Uncle Nicholas pointed out the commemorative plaques to his father, his grandfather and other O’Breifnes.

‘Uncle Nicholas,’ she asked, ‘have your family lived here for a very long time?’

The first O’Breifne at Druków, he explained, was the General; he would have been her great-grandfather. The Russians were very proud of him, even though he was not Russian. In Serbia he had once saved the Russian army from the Turks. On the night before the battle a nun named Dovergill had come and warned him that the Turks would attack the following day. He prepared his positions well and was victorious. But when the general asked in the neighbouring convents for Dovergill, he drew a blank. ‘Dovergill? Devorgil? There is no nun by that name.’

Only later did he find out who she was – an ancestor of his, an Irish queen of the twelfth century. She had been abducted by the King of Leinster and the row that followed led to the invasion of the Normans. This, said Uncle Nicholas, was the beginning of the end for the ancient Irish kings and chiefs. Four centuries later, they suffered their final defeat at the Battle of the Boyne, when the O’Briefnes themselves fled Ireland to end up in Russia.

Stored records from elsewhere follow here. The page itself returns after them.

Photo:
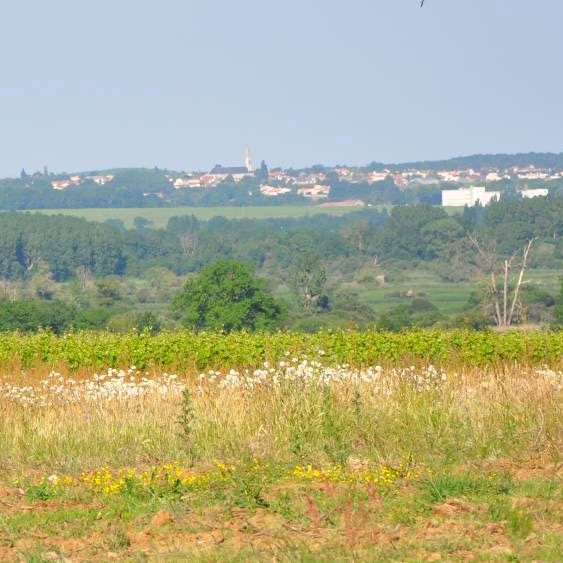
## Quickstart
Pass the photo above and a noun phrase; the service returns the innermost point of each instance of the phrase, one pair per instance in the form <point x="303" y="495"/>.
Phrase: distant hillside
<point x="478" y="161"/>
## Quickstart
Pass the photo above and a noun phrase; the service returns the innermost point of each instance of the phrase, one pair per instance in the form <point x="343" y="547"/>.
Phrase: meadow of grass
<point x="303" y="459"/>
<point x="450" y="298"/>
<point x="160" y="215"/>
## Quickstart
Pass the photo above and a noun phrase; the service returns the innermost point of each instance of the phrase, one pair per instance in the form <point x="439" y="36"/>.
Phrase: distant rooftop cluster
<point x="463" y="186"/>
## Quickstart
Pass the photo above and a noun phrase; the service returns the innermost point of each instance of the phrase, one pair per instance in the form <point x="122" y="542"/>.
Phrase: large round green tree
<point x="226" y="295"/>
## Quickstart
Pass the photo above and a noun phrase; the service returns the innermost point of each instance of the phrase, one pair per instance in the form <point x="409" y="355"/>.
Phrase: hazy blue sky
<point x="186" y="84"/>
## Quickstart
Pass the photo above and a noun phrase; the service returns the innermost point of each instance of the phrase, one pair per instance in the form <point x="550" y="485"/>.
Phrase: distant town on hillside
<point x="458" y="182"/>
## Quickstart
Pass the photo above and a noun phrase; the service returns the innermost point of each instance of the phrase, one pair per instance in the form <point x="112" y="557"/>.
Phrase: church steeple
<point x="248" y="161"/>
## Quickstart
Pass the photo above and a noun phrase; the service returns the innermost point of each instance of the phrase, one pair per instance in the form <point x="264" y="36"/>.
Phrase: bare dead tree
<point x="189" y="243"/>
<point x="505" y="307"/>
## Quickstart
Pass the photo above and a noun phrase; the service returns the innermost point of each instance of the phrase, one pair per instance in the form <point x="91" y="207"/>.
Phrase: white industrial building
<point x="535" y="192"/>
<point x="468" y="196"/>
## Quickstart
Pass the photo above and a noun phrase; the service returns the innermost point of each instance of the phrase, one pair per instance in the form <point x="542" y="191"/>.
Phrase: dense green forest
<point x="363" y="269"/>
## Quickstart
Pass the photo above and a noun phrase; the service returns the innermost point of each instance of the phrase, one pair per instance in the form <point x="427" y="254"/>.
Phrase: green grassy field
<point x="450" y="298"/>
<point x="160" y="215"/>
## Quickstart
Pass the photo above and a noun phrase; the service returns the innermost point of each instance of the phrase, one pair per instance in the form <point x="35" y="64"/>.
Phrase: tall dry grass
<point x="435" y="419"/>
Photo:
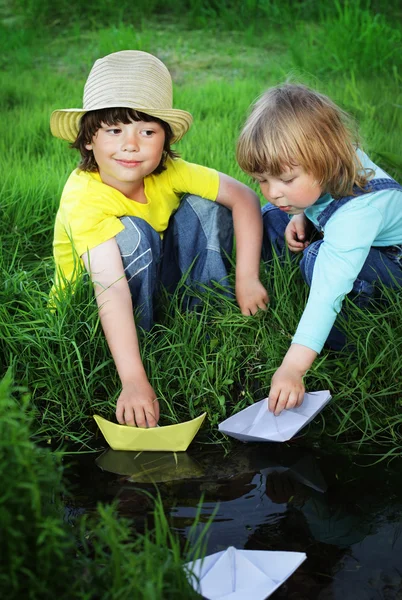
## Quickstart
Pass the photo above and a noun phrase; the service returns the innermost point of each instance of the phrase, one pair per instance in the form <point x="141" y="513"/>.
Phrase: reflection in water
<point x="149" y="467"/>
<point x="269" y="497"/>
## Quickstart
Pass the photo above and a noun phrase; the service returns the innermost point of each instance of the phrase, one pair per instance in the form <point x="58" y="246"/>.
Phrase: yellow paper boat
<point x="174" y="438"/>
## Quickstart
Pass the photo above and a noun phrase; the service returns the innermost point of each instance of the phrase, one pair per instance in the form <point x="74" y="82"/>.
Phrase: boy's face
<point x="127" y="152"/>
<point x="292" y="191"/>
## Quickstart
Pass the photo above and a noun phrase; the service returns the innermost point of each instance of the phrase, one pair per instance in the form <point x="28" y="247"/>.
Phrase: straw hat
<point x="127" y="79"/>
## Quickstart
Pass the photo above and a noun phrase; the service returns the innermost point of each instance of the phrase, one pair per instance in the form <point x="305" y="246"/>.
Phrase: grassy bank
<point x="101" y="556"/>
<point x="220" y="361"/>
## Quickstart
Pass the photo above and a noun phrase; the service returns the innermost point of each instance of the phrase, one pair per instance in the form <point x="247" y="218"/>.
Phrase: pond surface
<point x="344" y="513"/>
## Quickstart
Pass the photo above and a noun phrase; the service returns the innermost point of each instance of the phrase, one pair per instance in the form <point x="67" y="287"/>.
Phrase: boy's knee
<point x="137" y="236"/>
<point x="214" y="220"/>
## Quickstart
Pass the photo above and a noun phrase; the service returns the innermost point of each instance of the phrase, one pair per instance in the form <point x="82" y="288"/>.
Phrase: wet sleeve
<point x="349" y="235"/>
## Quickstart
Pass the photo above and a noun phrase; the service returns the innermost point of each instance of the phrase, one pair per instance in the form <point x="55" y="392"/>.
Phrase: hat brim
<point x="64" y="123"/>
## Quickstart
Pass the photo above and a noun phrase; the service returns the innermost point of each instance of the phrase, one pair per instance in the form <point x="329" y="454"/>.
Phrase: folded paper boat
<point x="175" y="438"/>
<point x="256" y="423"/>
<point x="149" y="467"/>
<point x="242" y="574"/>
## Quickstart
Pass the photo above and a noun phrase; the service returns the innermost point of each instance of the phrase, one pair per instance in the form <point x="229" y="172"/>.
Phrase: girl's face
<point x="292" y="191"/>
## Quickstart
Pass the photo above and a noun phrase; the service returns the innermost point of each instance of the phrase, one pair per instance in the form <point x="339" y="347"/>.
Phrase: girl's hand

General O’Breifne, he continued, bought Druków and its five thousand souls. The serfs were mainly Polish Catholics. One day he rode down to inspect the estate. He found a great number of them in church. A Mass was being said. The general strode in just in time to hear an anxious petition raised to protect them all from the ‘Russian general’ who had bought them. General O’Breifne walked up the aisle. His spurs clanked on the stone floor. He knelt at the front. The priest fell silent.

‘Carry on,’ the general said, and the priest stammered on through the liturgy.